Rafael de Paula paralizado, lleno de un pánico total, como en tantas tardes, registrando la confusión de sus primeras sensaciones infantiles indiferenciadas, promotoras del miedo, con las de la presencia de los toros. La conciencia del desamparo frente al público y los toros. El desamparo, como vivencia de la muerte inmediata, que lleva a perder el aliento. La sensación de muerte que, curiosamente, pese al fracaso, desrobotizan al torero prendido en las astas del miedo que le tejen sus ondulaciones entre sonidos negros.
El miedo del torero en la plaza, tejido entre los burladeros, en ondulaciones que se le escurrían y lo dejaban muerto, quedando a la deriva, para irse por el agujero negro sin fondo y silencioso, en otra tarde que se le volvió noche, de largos tiros quebrados. La carne del torero fundida en lo negro del toro. Un son de presagios de muerte --hondura que le encendía el cuerpo-- y lo llevaba por los caminos de lo imposible.
Un huracán de negruras que se le debe haber deslizado por el sonido de la sangre que poco a poco se desperazaba. Las vibraciones espirituales seguramente de muerte tocaban un jaleo por martinetes de cava vieja. Hasta que la fatiga lo debe haber acercado hasta la lúgubre frontera de la llama del demonio negro; es decir, el maleficio de la muerte chiquita que mágicamente se le iba el aliento.
Una devoradora llave mordiente de pánico debió sentir Rafael de Paula en el hervidero negro que lo lanzaba en vuelo, ya sin oír la bronca que sacudía los tendidos, perdido en la caída en el vacío. Como perdidos nos encontramos los que asistimos a la Plaza México, mirando desde adentro nuestra propia muerte, desplazada del amor al toreo y en ocasiones al revés.
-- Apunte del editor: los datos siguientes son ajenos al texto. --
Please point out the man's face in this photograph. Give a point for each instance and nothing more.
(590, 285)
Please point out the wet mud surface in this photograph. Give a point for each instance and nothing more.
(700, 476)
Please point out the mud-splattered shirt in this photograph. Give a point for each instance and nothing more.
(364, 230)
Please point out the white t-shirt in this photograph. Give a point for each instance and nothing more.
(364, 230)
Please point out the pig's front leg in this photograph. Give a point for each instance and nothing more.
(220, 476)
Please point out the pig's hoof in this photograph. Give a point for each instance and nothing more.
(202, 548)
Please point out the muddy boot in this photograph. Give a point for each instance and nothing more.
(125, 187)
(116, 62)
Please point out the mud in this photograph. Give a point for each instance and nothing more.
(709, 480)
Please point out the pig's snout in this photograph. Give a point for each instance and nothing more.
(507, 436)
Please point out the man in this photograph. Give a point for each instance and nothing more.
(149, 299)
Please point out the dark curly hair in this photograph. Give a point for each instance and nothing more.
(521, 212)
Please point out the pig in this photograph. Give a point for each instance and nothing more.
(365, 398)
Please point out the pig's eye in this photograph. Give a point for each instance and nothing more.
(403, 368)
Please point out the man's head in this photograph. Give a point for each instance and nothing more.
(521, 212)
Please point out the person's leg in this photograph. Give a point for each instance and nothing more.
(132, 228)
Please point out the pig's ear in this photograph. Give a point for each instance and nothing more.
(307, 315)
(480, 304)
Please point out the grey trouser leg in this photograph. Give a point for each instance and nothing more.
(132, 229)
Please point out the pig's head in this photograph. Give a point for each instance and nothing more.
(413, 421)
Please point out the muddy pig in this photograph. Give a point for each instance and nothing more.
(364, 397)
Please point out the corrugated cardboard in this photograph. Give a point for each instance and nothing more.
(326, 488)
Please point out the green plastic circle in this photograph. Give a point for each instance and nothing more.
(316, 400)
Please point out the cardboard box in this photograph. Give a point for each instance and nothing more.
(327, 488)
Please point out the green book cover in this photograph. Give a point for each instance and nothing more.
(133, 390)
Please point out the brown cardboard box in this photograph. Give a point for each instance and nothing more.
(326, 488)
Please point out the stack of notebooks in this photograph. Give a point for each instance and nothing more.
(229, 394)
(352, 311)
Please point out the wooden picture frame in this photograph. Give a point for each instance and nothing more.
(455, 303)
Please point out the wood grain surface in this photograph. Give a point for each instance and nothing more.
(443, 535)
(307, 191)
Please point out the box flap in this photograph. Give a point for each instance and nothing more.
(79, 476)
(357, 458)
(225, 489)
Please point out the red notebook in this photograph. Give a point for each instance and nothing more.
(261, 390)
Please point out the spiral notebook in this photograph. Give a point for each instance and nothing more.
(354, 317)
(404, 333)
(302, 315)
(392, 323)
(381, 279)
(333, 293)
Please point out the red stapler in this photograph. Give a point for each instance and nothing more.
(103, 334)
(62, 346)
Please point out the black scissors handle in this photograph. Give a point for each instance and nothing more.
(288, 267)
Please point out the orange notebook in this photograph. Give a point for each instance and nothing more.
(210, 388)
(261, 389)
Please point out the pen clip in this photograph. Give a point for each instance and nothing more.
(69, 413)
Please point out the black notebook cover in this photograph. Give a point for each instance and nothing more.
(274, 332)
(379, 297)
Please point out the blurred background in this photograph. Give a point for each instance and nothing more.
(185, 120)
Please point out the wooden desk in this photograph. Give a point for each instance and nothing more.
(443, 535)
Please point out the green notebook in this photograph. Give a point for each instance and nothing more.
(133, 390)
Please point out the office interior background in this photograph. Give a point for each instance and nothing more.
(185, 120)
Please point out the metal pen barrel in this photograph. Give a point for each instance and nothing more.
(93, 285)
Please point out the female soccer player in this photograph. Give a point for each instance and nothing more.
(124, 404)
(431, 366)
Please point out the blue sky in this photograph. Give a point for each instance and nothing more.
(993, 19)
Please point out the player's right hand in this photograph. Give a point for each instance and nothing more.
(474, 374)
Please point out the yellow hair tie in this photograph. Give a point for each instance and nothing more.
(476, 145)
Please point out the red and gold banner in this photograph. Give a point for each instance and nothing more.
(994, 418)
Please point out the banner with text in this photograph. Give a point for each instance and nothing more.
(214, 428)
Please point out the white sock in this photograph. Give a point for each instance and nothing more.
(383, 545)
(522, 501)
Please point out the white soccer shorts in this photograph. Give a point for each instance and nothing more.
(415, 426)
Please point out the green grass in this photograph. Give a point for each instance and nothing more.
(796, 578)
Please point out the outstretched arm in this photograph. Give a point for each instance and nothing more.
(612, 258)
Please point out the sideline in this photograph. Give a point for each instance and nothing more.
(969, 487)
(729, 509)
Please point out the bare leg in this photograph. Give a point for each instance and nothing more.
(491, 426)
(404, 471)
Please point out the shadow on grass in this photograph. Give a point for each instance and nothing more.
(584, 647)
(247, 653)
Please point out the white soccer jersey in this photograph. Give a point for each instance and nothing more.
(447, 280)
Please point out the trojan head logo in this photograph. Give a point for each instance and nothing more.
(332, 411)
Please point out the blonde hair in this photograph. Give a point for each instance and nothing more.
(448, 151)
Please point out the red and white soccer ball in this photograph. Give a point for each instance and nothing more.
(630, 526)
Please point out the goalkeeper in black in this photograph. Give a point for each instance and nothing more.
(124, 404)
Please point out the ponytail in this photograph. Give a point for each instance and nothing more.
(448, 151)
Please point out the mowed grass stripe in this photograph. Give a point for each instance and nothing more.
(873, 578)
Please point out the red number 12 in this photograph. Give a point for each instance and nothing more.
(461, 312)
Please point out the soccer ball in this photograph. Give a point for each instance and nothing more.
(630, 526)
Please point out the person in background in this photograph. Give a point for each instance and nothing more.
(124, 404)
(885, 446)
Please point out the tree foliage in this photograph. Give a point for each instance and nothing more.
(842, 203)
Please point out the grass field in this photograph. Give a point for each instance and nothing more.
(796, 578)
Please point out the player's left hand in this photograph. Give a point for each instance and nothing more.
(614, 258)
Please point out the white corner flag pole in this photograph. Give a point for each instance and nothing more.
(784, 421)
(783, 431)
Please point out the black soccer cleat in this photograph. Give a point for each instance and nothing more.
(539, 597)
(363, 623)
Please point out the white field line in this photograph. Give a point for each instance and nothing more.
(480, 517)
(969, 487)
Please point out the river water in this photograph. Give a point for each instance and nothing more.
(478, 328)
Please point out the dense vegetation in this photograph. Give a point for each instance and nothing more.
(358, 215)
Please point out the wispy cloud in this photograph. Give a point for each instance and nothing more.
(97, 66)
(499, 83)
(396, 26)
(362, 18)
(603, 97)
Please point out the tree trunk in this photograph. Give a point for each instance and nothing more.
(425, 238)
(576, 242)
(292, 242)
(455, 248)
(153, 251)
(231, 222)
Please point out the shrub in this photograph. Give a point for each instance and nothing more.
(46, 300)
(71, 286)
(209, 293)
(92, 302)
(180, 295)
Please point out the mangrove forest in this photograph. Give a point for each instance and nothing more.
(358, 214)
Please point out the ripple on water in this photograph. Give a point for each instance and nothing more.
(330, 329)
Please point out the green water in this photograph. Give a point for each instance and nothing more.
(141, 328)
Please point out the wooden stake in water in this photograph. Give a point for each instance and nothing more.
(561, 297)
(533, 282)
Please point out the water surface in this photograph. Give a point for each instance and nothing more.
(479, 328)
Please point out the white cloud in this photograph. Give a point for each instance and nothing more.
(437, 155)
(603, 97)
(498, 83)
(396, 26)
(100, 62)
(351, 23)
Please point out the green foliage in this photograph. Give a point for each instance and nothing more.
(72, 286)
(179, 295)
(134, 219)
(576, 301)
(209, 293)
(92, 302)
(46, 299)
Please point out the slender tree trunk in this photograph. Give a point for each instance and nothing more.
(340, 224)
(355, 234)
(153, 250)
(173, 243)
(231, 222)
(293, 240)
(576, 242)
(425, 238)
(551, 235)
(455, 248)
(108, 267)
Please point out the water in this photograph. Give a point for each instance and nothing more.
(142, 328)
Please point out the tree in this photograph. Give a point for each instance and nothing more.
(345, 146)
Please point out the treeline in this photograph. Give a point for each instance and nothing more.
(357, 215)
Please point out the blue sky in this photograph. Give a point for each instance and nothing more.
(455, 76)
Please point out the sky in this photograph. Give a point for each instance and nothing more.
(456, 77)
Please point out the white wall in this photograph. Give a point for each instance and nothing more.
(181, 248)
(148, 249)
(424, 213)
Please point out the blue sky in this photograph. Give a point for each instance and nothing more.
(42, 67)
En el ruedo nuevamente un novillito de regalo de Santiago, tan increíble como los del domingo anterior, con el que sueñan los novilleros, desperdiciado por el novillero de extraño nombre, Judas Tadeo. Los de Marcos Garfias, de lidia ordinaria con su jiribilla, pero toreables, le permitieron triunfar al joven francés: Luisito, quien mostró oficio y sitio, aparte de mucho valor, que le valió cortar una oreja. El novillero que causó impacto el domingo pasado, Jerónimo, que al igual que El Juli, perdidos a su vez en el espacio.